The Bedoire family maintained connections with several prominent Stockholm families of economic influence through both marriage and financial partnerships. These included the Gother, Toutin, Lefebure, Pauli, Campbell, Montgomery, Jennings and Finlay families.

Several women of the Bedoire family married merchants and business figures, in addition to maintaining purely economic ties with others. This included two cousins, Magdalena (d. 1751) and Charlotta Bedoire (1725–1808), who both married Herman Petersen, also a director of the Swedish East India Company. A business partnership was also established between the families as a trading company, known as Petersen & Bedoire. It was through the latter purchases was made on behalf of both the East India Company and the Navy.
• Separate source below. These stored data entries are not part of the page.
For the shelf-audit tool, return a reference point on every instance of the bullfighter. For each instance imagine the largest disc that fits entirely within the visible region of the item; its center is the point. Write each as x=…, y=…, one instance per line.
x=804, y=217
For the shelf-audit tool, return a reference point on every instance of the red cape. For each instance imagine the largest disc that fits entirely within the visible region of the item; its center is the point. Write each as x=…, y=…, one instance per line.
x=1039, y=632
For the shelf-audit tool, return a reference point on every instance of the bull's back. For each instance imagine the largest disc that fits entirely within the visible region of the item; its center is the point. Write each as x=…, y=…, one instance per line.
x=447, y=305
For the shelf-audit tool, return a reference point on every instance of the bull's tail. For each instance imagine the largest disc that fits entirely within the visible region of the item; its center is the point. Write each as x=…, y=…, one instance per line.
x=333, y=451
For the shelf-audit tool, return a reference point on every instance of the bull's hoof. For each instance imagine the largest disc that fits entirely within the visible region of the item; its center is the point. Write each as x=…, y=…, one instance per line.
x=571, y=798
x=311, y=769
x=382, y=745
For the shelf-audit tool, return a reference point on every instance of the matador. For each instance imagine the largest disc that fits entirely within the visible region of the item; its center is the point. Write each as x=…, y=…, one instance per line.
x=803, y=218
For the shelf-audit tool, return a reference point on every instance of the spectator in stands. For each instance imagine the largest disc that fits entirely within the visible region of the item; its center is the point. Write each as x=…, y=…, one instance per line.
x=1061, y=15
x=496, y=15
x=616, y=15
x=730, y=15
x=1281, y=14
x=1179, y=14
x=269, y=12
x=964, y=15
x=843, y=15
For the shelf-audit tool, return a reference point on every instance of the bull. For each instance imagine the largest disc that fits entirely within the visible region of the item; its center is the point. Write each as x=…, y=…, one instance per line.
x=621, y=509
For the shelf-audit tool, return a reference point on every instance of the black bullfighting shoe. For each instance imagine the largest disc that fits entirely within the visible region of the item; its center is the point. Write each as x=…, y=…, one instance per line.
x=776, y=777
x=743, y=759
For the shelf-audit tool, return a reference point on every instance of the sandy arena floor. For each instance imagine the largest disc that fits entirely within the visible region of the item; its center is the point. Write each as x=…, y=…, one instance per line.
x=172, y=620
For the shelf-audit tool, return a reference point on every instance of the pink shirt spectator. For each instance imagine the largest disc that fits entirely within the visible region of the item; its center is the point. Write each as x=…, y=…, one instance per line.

In addition to their connections within the purely economic strata of society, members of the Bedoire family also married into other circles of society. In 1845, Augusta Bedoire (1820–1906) married the renowned physicist Anders Ångström. She was the daughter of Jean Henric Bedoire and Catharina Henrietta Littorin.

== De Bedoire branch ==
One member of the Bedoire family was ennobled, Jean de Bedoire, Sweden's envoy to Portugal, while the others remained members of the bourgeoisie. De Bedoire traveled extensively, was regarded by the late Gustav III, and remained a prominent figure within the Bedoire family circle.

The De Bedoire branch of the Bedoire family was created in 1777 when Sweden's envoy to Portugal, and titular governor, Jean de Bedoire was ennobled on 7 May 1777. The De Bedoire branch went extinct when he died on 30 December 1800.